Pada 2021 hingga 2023, deforestasi tercatat di kisaran 102.000 hingga 104.000 hektare. Tahun 2024, angkanya menurun kembali menjadi 75.000 hektare.
Di balik capaian tersebut, Hanif mengingatkan bahwa Indonesia tetap membutuhkan pertumbuhan ekonomi untuk mengejar target negara maju sebelum 2045. Karena itu, keseimbangan antara pembangunan dan perlindungan lingkungan terus menjadi prinsip kerja utama.

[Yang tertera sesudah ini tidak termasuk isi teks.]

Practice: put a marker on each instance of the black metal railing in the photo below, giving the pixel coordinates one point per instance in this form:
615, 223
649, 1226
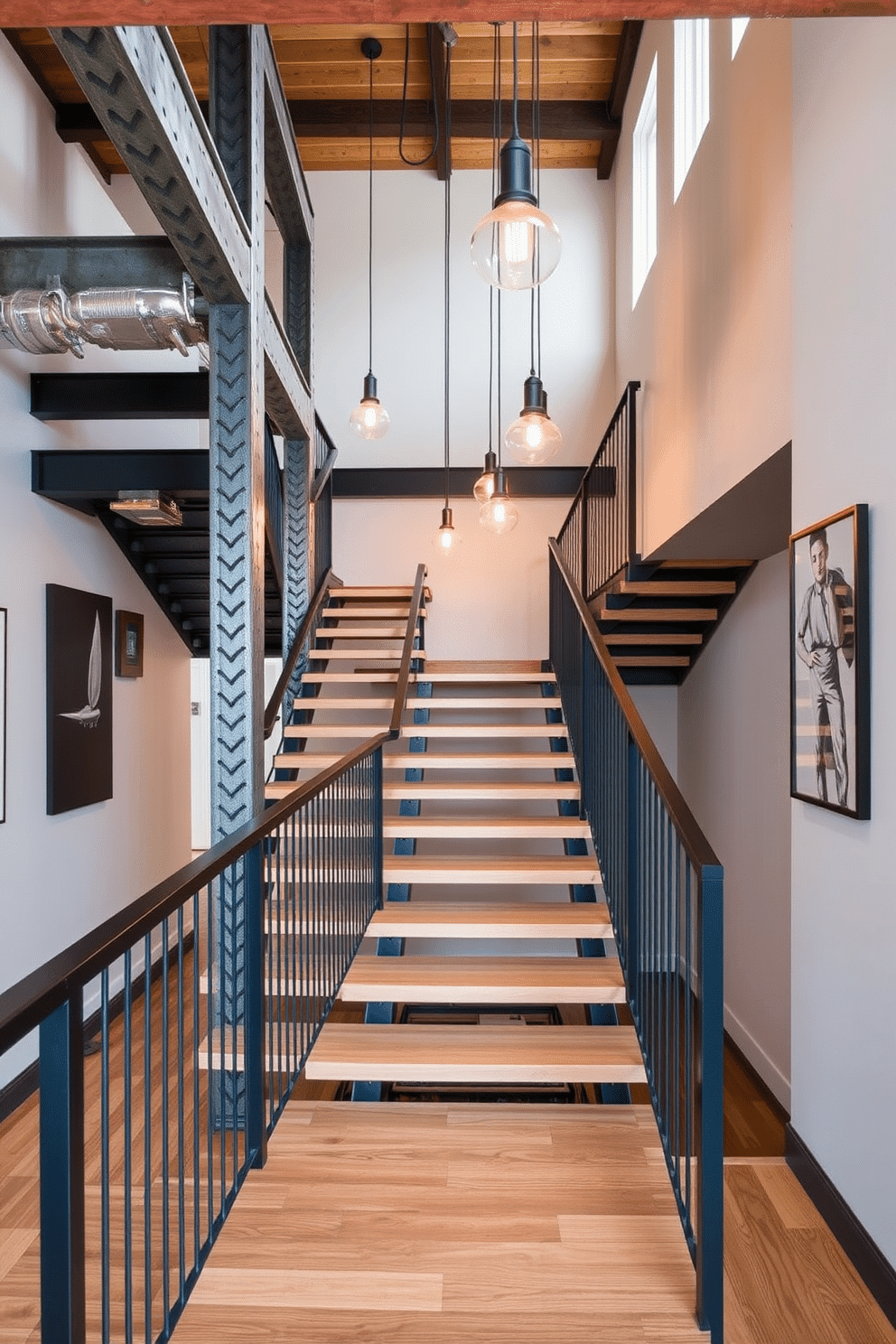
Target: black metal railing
664, 887
600, 537
300, 648
207, 994
273, 504
325, 454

Pemerintah menargetkan reforestasi 12,7 juta hektare sebagai bagian dari skenario Nationally Determined Contribution (NDC), terutama untuk menahan lonjakan emisi dari sektor energi sebelum penurunan signifikan pada 2035.
Keberlanjutan lingkungan juga menjadi isu mendesak dalam pengelolaan sampah. Kondisi darurat tercatat di hampir 500 kota, dengan timbulan sampah nasional mencapai 143.000 ton per hari. Presiden menerbitkan Perpres 109/2025 untuk mempercepat pembangunan fasilitas waste-to-energy di kota dengan timbulan lebih dari 1.000 ton per hari.